Surtout dans un contexte comme celui de la Veillée de l’avant-veille, où la majorité des spectateurs ne maîtrisent pas sur le bout de leurs pieds les pas des différentes gigues, reels, cotillons et contredanses peuplant notre répertoire traditionnel, explique Yaëlle Azoulay : « Au Québec, la câlleuse a une fonction importante parce que les danseurs ne connaissent plus aussi bien le répertoire. Ça paraît, dans une Veillée, lorsque le câlleur sait bien mener la soirée tout en étant un bon pédagogue de la danse traditionnelle. »

« Sa fonction principale est d’enseigner les danses dans le cadre de veillées, mais ensuite de faire le pont entre les musiciens et les danseurs », dit la folkloriste, qui a étroitement collaboré avec Anaïs Barbeau-Lavalette et Émile Proulx-Cloutier à la conception de leur magnifique documentaire scénique Pas perdus. Créée le printemps dernier au théâtre d’Aujourd’hui, l’oeuvre coup de coeur qui s’interroge sur notre rapport à nos traditions et réveille notre mémoire collective sera présentée en supplémentaire du 24 février au 2 mars 2023 au théâtre du Nouveau Monde.

On espère simplement que les gens sortent de la Veillée le coeur gros comme ça, et avec l’envie de s’intéresser un peu plus à cette musique-là.

Cependant, « même si vous n’avez jamais dansé, y’a aucun problème », tout le monde sera le bienvenu, insiste Nicolas Boulerice. À preuve, « depuis quelques années, on remarque que de plus en plus de jeunes y participent, des gens qui n’ont pas nécessairement de liens étroits avec les porteuses et porteurs de traditions. Le temps d’une soirée, ils plongent dans la marmite de potion magique, et c’est beau à voir. On saisit très rapidement le plaisir qu’il y a à danser sur cette musique qui nous ressemble et nous rassemble, parce que le fun, c’est aussi d’entrer en contact avec les autres danseurs ».

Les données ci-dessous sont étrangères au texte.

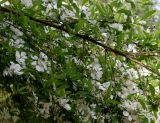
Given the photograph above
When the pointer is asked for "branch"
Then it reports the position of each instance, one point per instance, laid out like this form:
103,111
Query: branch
62,27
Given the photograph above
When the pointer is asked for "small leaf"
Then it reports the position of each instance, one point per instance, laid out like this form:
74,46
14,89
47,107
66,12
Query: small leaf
152,89
149,14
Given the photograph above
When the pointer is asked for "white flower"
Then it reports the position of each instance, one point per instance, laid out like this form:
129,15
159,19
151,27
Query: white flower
16,68
130,48
142,22
16,42
5,4
86,11
129,118
16,31
21,57
144,72
125,113
41,64
27,3
117,26
67,107
131,73
64,104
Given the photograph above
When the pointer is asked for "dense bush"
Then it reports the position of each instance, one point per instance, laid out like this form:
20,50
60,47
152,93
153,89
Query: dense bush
84,61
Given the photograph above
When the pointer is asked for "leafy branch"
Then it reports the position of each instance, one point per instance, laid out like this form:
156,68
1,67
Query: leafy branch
62,27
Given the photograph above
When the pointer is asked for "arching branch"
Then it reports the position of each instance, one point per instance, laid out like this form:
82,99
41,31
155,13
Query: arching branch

« On espère simplement que les gens sortent de la Veillée le coeur gros comme ça, et avec l’envie de s’intéresser un peu plus à cette musique-là », conclut Olivier Demers.

La Veillée de l’avant-veille

avec Dâvi Simard, Le Vent du Nord et plusieurs autres. Au MTelus le 30 décembre.

Pas perdus

d’Anaïs Barbeau-Lavalette et Émile Proulx-Cloutier. Au théâtre du Nouveau Monde, dès le 24 février 2023.